Acknowledging that Canadian criminal justice is bound up with the violence Indigenous Canadians experience under colonialism, Indigenous communities such as Hollow Water in Manitoba and Alkali Lake in BC are investing in traditional modes of healing, including survivor-directed community healing circles. In these spaces, survivors, along with the support of the community, engage in dialogue and a healing contract with the abuser rather than pursuing criminal charges. “Through cultivating alternatives outside the state, we rename the systemic nature of a lot of violence we experience,” says Krysta Williams, a coordinator at the Toronto-based Native Youth Sexual Health Network. “The violence we experience comes directly from the state through the violent process of colonization as it continues to this day. The idea behind these methods is to work within, outside, around and between state-based methods that also cause harm.”
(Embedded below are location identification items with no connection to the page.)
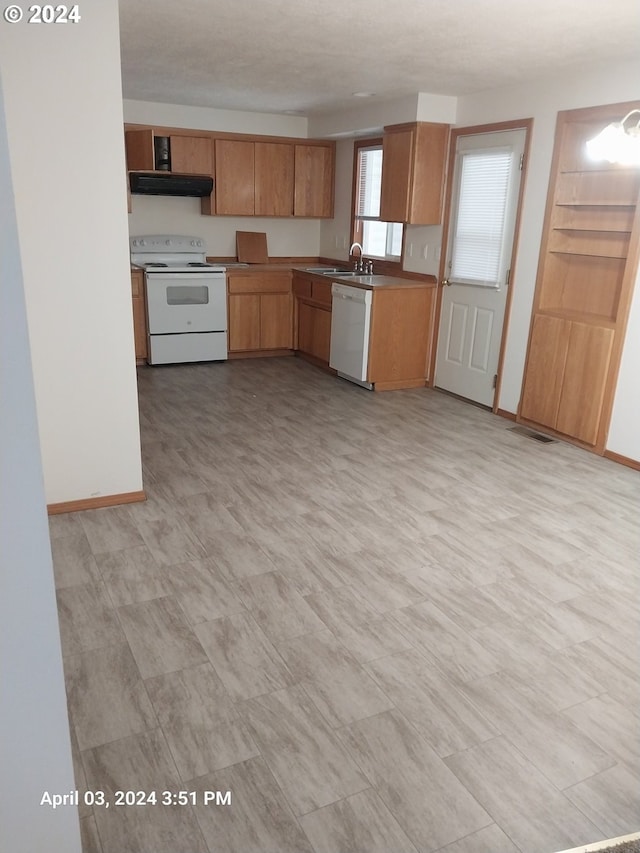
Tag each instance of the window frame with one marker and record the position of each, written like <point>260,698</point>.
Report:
<point>356,223</point>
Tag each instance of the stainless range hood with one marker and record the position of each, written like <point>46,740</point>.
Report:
<point>156,183</point>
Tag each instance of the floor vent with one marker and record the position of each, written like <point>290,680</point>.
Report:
<point>536,436</point>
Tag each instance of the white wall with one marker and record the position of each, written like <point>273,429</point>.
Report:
<point>35,751</point>
<point>542,99</point>
<point>160,215</point>
<point>369,115</point>
<point>207,118</point>
<point>64,117</point>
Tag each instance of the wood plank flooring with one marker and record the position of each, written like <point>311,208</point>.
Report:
<point>383,622</point>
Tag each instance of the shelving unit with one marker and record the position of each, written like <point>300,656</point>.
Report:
<point>586,273</point>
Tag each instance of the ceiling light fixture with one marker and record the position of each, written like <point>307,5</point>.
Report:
<point>617,143</point>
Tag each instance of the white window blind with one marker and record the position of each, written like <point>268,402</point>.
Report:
<point>370,182</point>
<point>379,239</point>
<point>482,207</point>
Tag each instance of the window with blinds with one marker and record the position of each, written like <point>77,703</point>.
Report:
<point>379,239</point>
<point>479,234</point>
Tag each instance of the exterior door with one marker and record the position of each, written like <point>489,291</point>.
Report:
<point>486,187</point>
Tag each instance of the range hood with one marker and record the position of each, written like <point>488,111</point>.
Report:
<point>155,183</point>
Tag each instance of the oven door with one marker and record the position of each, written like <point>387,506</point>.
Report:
<point>186,302</point>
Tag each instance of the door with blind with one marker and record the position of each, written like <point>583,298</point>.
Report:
<point>486,187</point>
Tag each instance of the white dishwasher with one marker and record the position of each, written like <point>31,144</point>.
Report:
<point>350,324</point>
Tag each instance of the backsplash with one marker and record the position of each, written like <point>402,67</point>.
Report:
<point>164,215</point>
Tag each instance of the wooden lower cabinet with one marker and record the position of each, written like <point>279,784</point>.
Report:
<point>139,315</point>
<point>400,337</point>
<point>276,327</point>
<point>244,322</point>
<point>313,318</point>
<point>260,312</point>
<point>314,331</point>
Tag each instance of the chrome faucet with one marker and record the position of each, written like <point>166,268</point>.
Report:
<point>357,265</point>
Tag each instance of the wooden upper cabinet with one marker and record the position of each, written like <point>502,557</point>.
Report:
<point>314,179</point>
<point>234,177</point>
<point>253,176</point>
<point>139,150</point>
<point>273,179</point>
<point>191,155</point>
<point>188,154</point>
<point>413,172</point>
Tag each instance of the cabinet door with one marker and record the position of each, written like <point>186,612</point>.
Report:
<point>305,327</point>
<point>397,161</point>
<point>276,324</point>
<point>139,148</point>
<point>191,155</point>
<point>545,370</point>
<point>235,177</point>
<point>314,178</point>
<point>314,331</point>
<point>244,322</point>
<point>585,380</point>
<point>413,170</point>
<point>273,179</point>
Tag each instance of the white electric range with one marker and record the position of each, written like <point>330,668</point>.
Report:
<point>186,299</point>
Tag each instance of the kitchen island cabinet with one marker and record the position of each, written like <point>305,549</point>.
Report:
<point>312,317</point>
<point>260,313</point>
<point>401,326</point>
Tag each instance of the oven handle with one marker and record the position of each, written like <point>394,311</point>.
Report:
<point>190,277</point>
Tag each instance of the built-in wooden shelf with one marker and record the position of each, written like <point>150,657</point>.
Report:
<point>586,273</point>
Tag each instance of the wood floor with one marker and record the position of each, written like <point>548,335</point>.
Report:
<point>384,622</point>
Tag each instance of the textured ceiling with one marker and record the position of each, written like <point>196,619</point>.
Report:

Growing out of Indigenous ideas of justice, women of colour across North America have been developing community accountability processes and transformative justice models of their own. Montreal organization the 3rd Eye Collective asks what survivors need to feel safe rather than immediately approaching the legal system. Responses range from having other people present during pick-up and drop-off arrangements with kids, or even having members around the house to help cook dinner. Members of the collective also present a list of communication demands and therapeutic resources to the person who harmed the victim. Transformative justice backs away from a focus on punitive measures and assists the survivor in assuring her needs are met. As collective member and Chicana scholar Lena Palacios explains: “The decision not to impose the law was already made for us.”